Wu Wei 吴伟

Personal information
- Date of birth: 10 March 1983 (age 42)
- Place of birth: Tianjin, China
- Height: 1.95 m (6 ft 5 in)
- Position(s): Defender

Senior career*
- Years: Team / Apps / (Gls)
- 2002–2011: Hangzhou Greentown / 86 / (4)
- 2012–2013: Guizhou Renhe / 20 / (0)
- 2014–2016: Hangzhou Greentown / 18 / (1)

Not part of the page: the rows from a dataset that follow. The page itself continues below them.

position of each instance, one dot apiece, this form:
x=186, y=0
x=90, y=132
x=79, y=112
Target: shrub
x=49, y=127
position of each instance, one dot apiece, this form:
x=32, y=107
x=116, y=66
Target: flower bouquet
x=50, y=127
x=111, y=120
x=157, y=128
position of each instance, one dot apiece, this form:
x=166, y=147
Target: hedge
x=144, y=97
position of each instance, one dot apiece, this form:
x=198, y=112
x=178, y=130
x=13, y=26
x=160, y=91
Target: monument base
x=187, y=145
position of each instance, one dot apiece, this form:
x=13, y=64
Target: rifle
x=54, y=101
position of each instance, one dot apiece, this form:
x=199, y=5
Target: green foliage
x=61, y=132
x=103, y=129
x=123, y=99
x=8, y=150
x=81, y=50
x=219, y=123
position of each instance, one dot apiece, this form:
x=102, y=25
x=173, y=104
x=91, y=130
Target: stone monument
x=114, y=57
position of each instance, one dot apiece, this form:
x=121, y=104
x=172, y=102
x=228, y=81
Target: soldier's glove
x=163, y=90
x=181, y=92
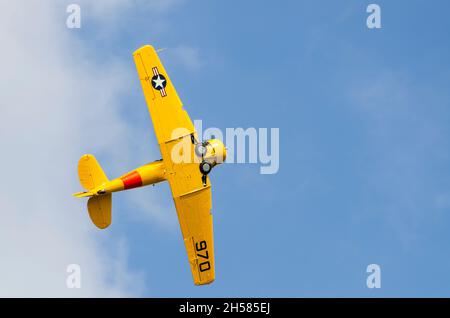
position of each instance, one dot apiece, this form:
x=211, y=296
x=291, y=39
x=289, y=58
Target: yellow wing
x=173, y=129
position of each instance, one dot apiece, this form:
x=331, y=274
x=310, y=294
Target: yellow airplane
x=185, y=164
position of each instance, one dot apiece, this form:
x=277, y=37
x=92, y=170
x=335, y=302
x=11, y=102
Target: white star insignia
x=159, y=82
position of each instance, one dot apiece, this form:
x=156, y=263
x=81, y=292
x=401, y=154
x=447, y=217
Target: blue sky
x=364, y=149
x=364, y=119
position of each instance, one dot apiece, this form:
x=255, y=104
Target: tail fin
x=99, y=208
x=91, y=175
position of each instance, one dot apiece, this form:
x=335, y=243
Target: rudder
x=99, y=208
x=90, y=173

= Wu Wei (footballer, born 1983) =

Chinese footballer

Wu Wei (吴伟 (吳偉, Wú Wěi); born 10 March 1983 in Tianjin) is a Chinese former football player who played as a defender and currently coach of China League One club Zhejiang Greentown.

==Club career==
Wu started his professional career with Chinese Jia-B League side Zhejiang Greentown in 2002. He made an impression within the team in the early years as Zhejiang Greentown won promotion to the first tier at the end of the 2006 season.

He joined Scottish side Forfar Athletic in 2009 forming a partnership with Charlie Adameno known as "The Dream Ticket". He shared a flat with fellow Chinese player Tan Yang at this time.

He was a substitute player when Zhejiang Greentown played in the Chinese Super League and was released in January 2012 after Takeshi Okada became the head coach of the club.

Wu joined Guizhou Renhe in February 2012. He made 6 appearances for Guizhou in the 2012 league season, all coming on as substitute.

In January 2014, Wu returned to Hangzhou Greentown after Okada left the club.